Within hours, the government assembled a response team at the “war room” of the National Oceanographic and Atmospheric Administration in Seattle. The scene, captured by a NOAA cameraman and briefly posted on the agency’s website, provides remarkable insight into the government’s engagement during the earliest hours of the catastrophe, and, more troubling, the role of top administration figures in downplaying its horrific scope.
At a conference table, nearly a dozen scientists gather around a map of the Gulf. Joshua Slater, a commissioned NOAA officer dressed in his uniform, runs the show. “So far we’ve created a trajectory [of the slick] that was passed up the chain of command to the Coast Guard and eventually to the president showing where the oil might go,” he tells the assembled team.

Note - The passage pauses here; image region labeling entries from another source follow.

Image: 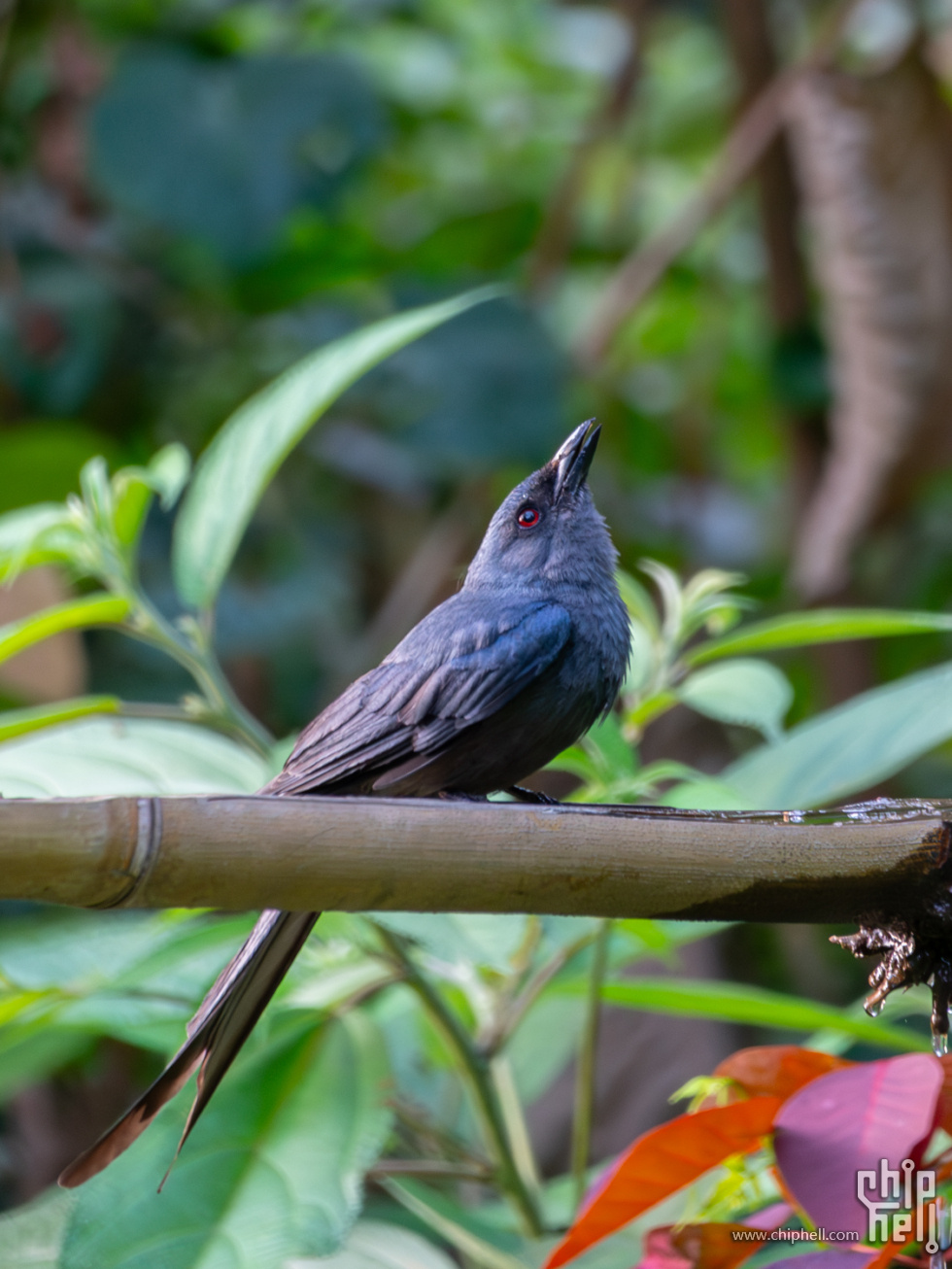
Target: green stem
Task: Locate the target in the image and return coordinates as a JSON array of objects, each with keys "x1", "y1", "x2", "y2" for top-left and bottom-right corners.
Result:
[
  {"x1": 121, "y1": 590, "x2": 274, "y2": 756},
  {"x1": 571, "y1": 921, "x2": 612, "y2": 1211},
  {"x1": 374, "y1": 924, "x2": 542, "y2": 1237}
]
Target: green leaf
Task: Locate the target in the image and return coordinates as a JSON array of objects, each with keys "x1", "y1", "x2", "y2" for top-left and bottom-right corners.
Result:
[
  {"x1": 113, "y1": 441, "x2": 191, "y2": 547},
  {"x1": 721, "y1": 661, "x2": 952, "y2": 809},
  {"x1": 0, "y1": 502, "x2": 71, "y2": 582},
  {"x1": 676, "y1": 658, "x2": 794, "y2": 739},
  {"x1": 0, "y1": 715, "x2": 266, "y2": 797},
  {"x1": 614, "y1": 568, "x2": 660, "y2": 638},
  {"x1": 173, "y1": 287, "x2": 501, "y2": 608},
  {"x1": 0, "y1": 697, "x2": 121, "y2": 740},
  {"x1": 658, "y1": 775, "x2": 749, "y2": 811},
  {"x1": 67, "y1": 1013, "x2": 390, "y2": 1269},
  {"x1": 381, "y1": 1178, "x2": 527, "y2": 1269},
  {"x1": 373, "y1": 912, "x2": 526, "y2": 974},
  {"x1": 0, "y1": 594, "x2": 132, "y2": 669},
  {"x1": 558, "y1": 977, "x2": 929, "y2": 1050},
  {"x1": 0, "y1": 1189, "x2": 76, "y2": 1269},
  {"x1": 299, "y1": 1220, "x2": 456, "y2": 1269},
  {"x1": 682, "y1": 608, "x2": 952, "y2": 665}
]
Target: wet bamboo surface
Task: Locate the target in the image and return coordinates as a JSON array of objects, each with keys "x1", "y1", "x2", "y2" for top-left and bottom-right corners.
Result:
[{"x1": 0, "y1": 796, "x2": 952, "y2": 921}]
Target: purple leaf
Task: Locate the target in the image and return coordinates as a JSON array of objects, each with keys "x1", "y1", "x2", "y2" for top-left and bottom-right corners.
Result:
[
  {"x1": 774, "y1": 1053, "x2": 943, "y2": 1238},
  {"x1": 761, "y1": 1249, "x2": 878, "y2": 1269}
]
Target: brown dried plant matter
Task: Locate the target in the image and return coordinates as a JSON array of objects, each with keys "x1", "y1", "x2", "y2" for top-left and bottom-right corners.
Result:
[
  {"x1": 831, "y1": 824, "x2": 952, "y2": 1056},
  {"x1": 787, "y1": 49, "x2": 952, "y2": 600}
]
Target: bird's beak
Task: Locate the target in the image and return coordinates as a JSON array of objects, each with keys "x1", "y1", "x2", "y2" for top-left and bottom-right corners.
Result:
[{"x1": 552, "y1": 419, "x2": 601, "y2": 502}]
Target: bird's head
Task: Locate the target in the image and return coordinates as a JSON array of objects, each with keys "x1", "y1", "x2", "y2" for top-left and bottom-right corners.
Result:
[{"x1": 466, "y1": 419, "x2": 616, "y2": 588}]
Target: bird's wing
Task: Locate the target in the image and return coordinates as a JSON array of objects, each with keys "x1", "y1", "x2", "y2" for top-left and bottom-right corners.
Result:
[{"x1": 264, "y1": 596, "x2": 571, "y2": 795}]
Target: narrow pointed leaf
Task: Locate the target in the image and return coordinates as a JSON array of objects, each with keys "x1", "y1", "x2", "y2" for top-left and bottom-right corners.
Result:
[
  {"x1": 720, "y1": 661, "x2": 952, "y2": 809},
  {"x1": 0, "y1": 697, "x2": 121, "y2": 740},
  {"x1": 712, "y1": 1045, "x2": 853, "y2": 1100},
  {"x1": 0, "y1": 596, "x2": 131, "y2": 661},
  {"x1": 682, "y1": 608, "x2": 952, "y2": 665},
  {"x1": 565, "y1": 977, "x2": 929, "y2": 1050},
  {"x1": 173, "y1": 287, "x2": 500, "y2": 608},
  {"x1": 545, "y1": 1098, "x2": 781, "y2": 1269},
  {"x1": 678, "y1": 656, "x2": 794, "y2": 739},
  {"x1": 0, "y1": 502, "x2": 75, "y2": 582},
  {"x1": 381, "y1": 1178, "x2": 526, "y2": 1269}
]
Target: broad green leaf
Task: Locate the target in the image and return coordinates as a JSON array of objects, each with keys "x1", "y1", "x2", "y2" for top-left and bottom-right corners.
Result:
[
  {"x1": 0, "y1": 715, "x2": 266, "y2": 797},
  {"x1": 0, "y1": 697, "x2": 121, "y2": 740},
  {"x1": 292, "y1": 1220, "x2": 456, "y2": 1269},
  {"x1": 61, "y1": 1013, "x2": 390, "y2": 1269},
  {"x1": 558, "y1": 978, "x2": 929, "y2": 1050},
  {"x1": 0, "y1": 1189, "x2": 76, "y2": 1269},
  {"x1": 173, "y1": 287, "x2": 501, "y2": 608},
  {"x1": 682, "y1": 608, "x2": 952, "y2": 665},
  {"x1": 720, "y1": 661, "x2": 952, "y2": 809},
  {"x1": 505, "y1": 988, "x2": 585, "y2": 1104},
  {"x1": 614, "y1": 568, "x2": 660, "y2": 638},
  {"x1": 0, "y1": 594, "x2": 131, "y2": 669},
  {"x1": 381, "y1": 1178, "x2": 527, "y2": 1269},
  {"x1": 678, "y1": 658, "x2": 794, "y2": 739}
]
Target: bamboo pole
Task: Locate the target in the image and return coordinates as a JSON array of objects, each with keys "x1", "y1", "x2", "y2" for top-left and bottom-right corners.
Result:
[{"x1": 0, "y1": 796, "x2": 952, "y2": 921}]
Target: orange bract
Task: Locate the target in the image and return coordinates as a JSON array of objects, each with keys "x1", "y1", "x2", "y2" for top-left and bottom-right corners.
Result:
[
  {"x1": 545, "y1": 1098, "x2": 781, "y2": 1269},
  {"x1": 713, "y1": 1045, "x2": 854, "y2": 1100}
]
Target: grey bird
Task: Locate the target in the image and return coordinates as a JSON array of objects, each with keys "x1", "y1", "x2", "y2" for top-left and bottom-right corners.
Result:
[{"x1": 59, "y1": 420, "x2": 629, "y2": 1186}]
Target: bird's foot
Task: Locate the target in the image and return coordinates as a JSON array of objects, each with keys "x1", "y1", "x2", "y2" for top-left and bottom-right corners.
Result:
[{"x1": 505, "y1": 784, "x2": 561, "y2": 806}]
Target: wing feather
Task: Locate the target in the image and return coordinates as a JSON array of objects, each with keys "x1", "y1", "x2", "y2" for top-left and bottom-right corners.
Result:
[{"x1": 264, "y1": 601, "x2": 571, "y2": 793}]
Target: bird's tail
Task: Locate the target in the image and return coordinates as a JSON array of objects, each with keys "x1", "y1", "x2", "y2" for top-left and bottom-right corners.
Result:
[{"x1": 59, "y1": 909, "x2": 320, "y2": 1189}]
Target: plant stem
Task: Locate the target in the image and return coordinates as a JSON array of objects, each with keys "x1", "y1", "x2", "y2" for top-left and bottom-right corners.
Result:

BP’s remote operated sub, he adds, “was unsuccessful in activating the blowout preventers, so we’re gearing up right now.”
An NOAA expert on oil disasters jumps in: “I think we need to be prepared for it to be the spill of the decade.”
Written on a whiteboard at the front of the room is the government’s initial, worst-case estimate of the size of the spill. While the figure is dramatically higher than any official estimate issued by BP or the government, it is in line with the high-end calculations by scientists who have monitored the spill.
“Estm: 64k – 110k bbls/Day.” The equivalent of up to three Exxon Valdez spills gushing into the Gulf of Mexico every week.
Damningly, the whiteboard also documents the disconnect between what the government suspected to be the magnitude of the disaster and the far lower estimates it was feeding to the public. Written below the federal estimate are the words, “300,000 gal/day reported on CNN.” Appearing on the network that same day on a video feed from the Gulf, Coast Guard Rear Adm. Mary Landry insisted that the government had no figure. “We do not have an estimate of the amount of crude emanating from the wellhead,” she said.
Later in the video, a voice on speakerphone with a heavy Southern accent reveals that government scientists were concerned from the very beginning about underwater plumes of oil – a reality that NOAA administrator Jane Lubchenco and BP executives are still seeking to downplay. “They weren’t sure how that oil was going to react once it was spilled,” the voice says. “Whether it was going to rise, or form layers and start twisting around.” The government, in short, knew from the start that surface measurements of the oil slick – on which it would premise its absurdly low estimate of 5,000 barrels a day – were likely to be unreliable.
There’s more, much more, and all of it damning – unless you take some small comfort in that they reacted immediately in April. I’d quote more from the article, but I suggest you read the whole thing. It is packed with truths that BP and the government didn’t want us to know. One thing they did know though was:
MMS has fully understood the worst-case scenarios for deep-sea oil blowouts for more than a decade. In May 2000, an environmental assessment for deepwater drilling in the Gulf presciently warned that “spill responses may be complicated by the potential for very large magnitude spills (because of the high production rates associated with deepwater wells).” The report noted that the oil industry “has estimated worst-case spill volumes ranging from 5,000 to 116,000 barrels a day for 120 days,” and it even anticipated the underwater plumes of oil that are currently haunting the Gulf: “Oil released subsea (e.g., subsea blowout or pipeline leak) in these deepwater environments could remain submerged for some period of time and travel away from the spill site.” The report ominously concluded, “There are few practical spill-response options for dealing with submerged oil.”
That same month, an MMS research document developed with deepwater drillers – including the company then known as BP Amoco – warned that such a spill could spell the end for offshore operations. The industry could “ill afford a deepwater blowout,” the document cautions, adding that “no single company has the solution” to such a catastrophe. “The real test will come if a deepwater blowout occurs.”
Reading this article on the heels of the election results last night, I can only think we are so fucked.